Now, no one is in a position to know a current state of the universe and make predictions. Not only would measurements change what was being observed, there is no conceivable way to store enough data to represent the complexity of the universe let alone run predictive computations on that immense data set.
So all effects in the universe are brought about (determined) by their causes, but there is no conscious entity capable of predicting (determining) outcomes in advance. Any confusions that come about are likely due to the imprecision of the language.
This gigantic computer that you’ve come up with is a well-established thought experiment in the philosophy of science. In that domain, we call it Laplace’s Daemon.
The idea is, it’s a supernatural being that sits completely outside of the universe and can inspect every part of it in infinite detail and compute in its head the laws of physics to predict how the universe will evolve over time.
Whether or not Laplace’s Daemon would be able to perfectly predict the future is the same as asking whether or not the universe is deterministic.
Quantum mechanics has made this less straightforward to answer. There are a few different takes people have. On its face, it appears that we as scientists cannot predict the outcomes of certain kinds of quantum events.
However, we are not Laplace’s Daemon. Not because we can’t calculate these interactions. But because we are not outside the universe. According to the math we use in computing how quantum mechanical systems evolve, the outcomes of these events are deterministic. But when we measure them, we perceive randomness. How could that be?
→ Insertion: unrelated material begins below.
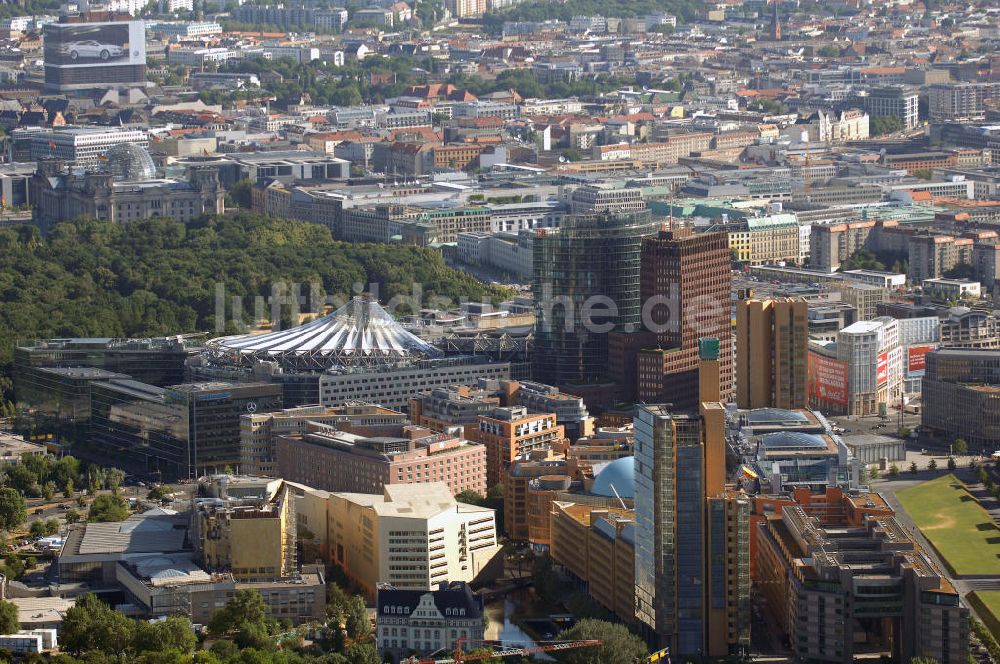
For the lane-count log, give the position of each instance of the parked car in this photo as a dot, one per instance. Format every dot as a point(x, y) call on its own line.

The best understanding we have to explain that mismatch is that the universe is objectively deterministic however, being inside the universe limits us to only be able to see a part of it which gives the subjective appearance of randomness. Specifically, when a scientist interacts with a specific type of quantum system (a superposition), they too go into superposition. A superposition is a system that is in two states at once. So when the scientist “measures” which state the system is in, they scientist goes into a state of measuring both outcomes — with each version of the outcome continuing to go on in its own world having measured one but not the other result.